Wo die Dokumentation noch Lücken hat
Ich hätte das hier nicht aufgeschrieben, wenn mich diese Lücken nicht mehrere Tage gekostet hätten.
- Die Beispiele von MLX-Swift hören beim „Hello World“ auf. Alles, was eine App danach für den produktiven Einsatz braucht, bauen Sie selbst: explizites Laden des Modells, RAM-gestaffelte Budgets, die Wahl zwischen Modellwegen und das Wiederherstellen strukturierter Ausgabe.

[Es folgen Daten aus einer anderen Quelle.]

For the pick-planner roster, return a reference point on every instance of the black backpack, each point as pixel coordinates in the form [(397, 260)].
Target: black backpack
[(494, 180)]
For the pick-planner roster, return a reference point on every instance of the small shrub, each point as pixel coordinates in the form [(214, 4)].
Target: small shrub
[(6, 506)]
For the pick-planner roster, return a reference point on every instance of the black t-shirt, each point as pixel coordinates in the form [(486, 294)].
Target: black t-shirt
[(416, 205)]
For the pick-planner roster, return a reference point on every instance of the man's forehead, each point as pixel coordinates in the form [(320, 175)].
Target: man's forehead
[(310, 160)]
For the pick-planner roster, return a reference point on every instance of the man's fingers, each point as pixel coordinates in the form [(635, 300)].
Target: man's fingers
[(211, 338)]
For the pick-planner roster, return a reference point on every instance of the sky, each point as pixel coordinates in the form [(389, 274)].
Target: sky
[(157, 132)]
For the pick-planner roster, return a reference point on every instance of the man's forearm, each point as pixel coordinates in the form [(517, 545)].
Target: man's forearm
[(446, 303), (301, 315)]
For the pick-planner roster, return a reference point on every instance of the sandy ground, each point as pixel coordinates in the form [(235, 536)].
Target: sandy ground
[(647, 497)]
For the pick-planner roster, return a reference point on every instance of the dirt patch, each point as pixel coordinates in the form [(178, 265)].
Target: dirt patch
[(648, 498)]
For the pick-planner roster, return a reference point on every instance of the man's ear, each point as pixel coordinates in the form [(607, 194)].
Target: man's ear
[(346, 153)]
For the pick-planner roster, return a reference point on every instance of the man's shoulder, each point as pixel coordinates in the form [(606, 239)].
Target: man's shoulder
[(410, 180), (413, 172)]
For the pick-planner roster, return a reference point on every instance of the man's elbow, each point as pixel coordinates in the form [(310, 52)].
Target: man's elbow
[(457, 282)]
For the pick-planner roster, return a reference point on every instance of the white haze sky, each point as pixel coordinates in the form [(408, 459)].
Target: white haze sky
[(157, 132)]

- Die API der Bibliothek ändert sich. Nach einem Versionssprung lädt man ein Modell anders: Die neuere MLX-Swift-LM-Version erwartet neben dem Verzeichnis auch einen Tokenizer-Loader. Der alte Aufruf mit nur einem Argument ist weg. Das merken Sie erst, wenn der Build fehlschlägt, nicht beim Lesen der Dokumentation.
- Niemand sagt Ihnen, dass ein kleines Modell eine deterministische Reparatur der strukturierten Ausgabe braucht. Ein erneuter Versuch allein reicht nicht. Er ist die naheliegende Idee — und genau die funktioniert nicht.
Das Framework ist gut. Aber was zwischen Beispielcode und produktiver App liegt, ist kaum dokumentiert. Genau diesen Teil hätte ich am Anfang gern gefunden, also habe ich ihn aufgeschrieben.